I’m aware of the consequences this statement may provoke with vegetarian or vegan parents, but I’ll give it a try: Without meat children are damaged, and denying them meat is unethical. Correction: this is what a leading US nutritionist says, and well, last time I checked, if you’re a leading anything on a national scale as opposed to Ms/Mr So-and-So, people tend to listen up.
According to what Professor Lindsay Allen of the University of California says, “If you’re talking about feeding young children and pregnant women and lactating women I would go as far as to say it is unethical to withhold these foods during that period of life. There’s a lot of empirical research that will show the very adverse effects on child development of doing that.”
Being a strict vegetarian, I can’t help thinking that this idea doesn’t resonate well with me, but on the other hand, I know that meat does contain very essential stuff that a young body needs – the “building blocks” like protein and iron. Plus, a leading nutritionist is highly unlikely to make up the results of her study. Or is she?

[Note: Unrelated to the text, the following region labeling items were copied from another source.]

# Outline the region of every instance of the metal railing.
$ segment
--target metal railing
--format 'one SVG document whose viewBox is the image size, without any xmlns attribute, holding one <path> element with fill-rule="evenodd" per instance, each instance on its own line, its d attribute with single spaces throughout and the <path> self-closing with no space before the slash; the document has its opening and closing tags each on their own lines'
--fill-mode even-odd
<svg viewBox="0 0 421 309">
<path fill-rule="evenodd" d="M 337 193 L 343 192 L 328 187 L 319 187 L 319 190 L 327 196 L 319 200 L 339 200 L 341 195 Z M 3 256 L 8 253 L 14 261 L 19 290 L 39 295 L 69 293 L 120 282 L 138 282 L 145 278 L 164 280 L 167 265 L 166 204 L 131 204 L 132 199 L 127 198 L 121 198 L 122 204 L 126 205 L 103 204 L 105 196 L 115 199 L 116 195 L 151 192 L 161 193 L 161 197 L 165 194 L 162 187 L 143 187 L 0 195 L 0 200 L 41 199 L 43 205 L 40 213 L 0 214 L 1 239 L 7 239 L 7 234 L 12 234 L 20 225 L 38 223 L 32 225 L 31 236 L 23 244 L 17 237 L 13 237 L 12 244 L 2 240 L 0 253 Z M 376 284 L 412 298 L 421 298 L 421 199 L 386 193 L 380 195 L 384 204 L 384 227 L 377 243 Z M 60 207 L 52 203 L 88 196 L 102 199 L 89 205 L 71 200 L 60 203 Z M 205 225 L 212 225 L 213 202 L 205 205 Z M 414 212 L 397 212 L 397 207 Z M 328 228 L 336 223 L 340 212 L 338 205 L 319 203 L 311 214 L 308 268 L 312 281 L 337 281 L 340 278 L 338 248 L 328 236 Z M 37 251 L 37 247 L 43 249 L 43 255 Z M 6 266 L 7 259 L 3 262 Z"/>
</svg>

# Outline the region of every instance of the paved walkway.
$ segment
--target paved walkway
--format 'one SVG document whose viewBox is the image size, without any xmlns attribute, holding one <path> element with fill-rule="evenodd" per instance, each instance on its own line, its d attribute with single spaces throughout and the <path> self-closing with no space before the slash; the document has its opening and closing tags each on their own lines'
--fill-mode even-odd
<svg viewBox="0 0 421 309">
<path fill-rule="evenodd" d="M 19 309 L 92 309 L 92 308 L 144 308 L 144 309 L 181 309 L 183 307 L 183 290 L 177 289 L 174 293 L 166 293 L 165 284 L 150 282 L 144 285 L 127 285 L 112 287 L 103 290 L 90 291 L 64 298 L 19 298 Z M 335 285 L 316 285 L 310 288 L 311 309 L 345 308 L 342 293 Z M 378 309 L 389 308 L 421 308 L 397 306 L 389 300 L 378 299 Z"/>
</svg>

Prof. Allen felt that she had a right to make such claims after she got the final results of her research. What the research says is basically this: adding just two spoonfuls of meat into the daily diet of kids from impoverished regions makes a whole lot of difference in how they develop both, physically and mentally. The group of African children involved in the study have shown very good progress over a 2-year span, being more active in school and developing muscle (almost double, in fact, as compared to kids who weren’t getting meat).
Truth be told, a lot of experts have questioned the results, claiming that her research was conducted in a very different setting and that the results of the research may not be applicable to kids from developed countries. Others (and here I will do some name dropping – Sir Paul McCartney – who’s been a vegetarian for 20 years) have gone as far as to say that these claims are just a good way to boost the meat business again, as the sales have been going downhill.
Whichever side you have chosen, I say it’s important to agree to disagree, but also – to provide your kid with a balanced diet. And apart from protein (again, whichever way you choose to include it into your child’s diet) you should make sure you include veggies, too.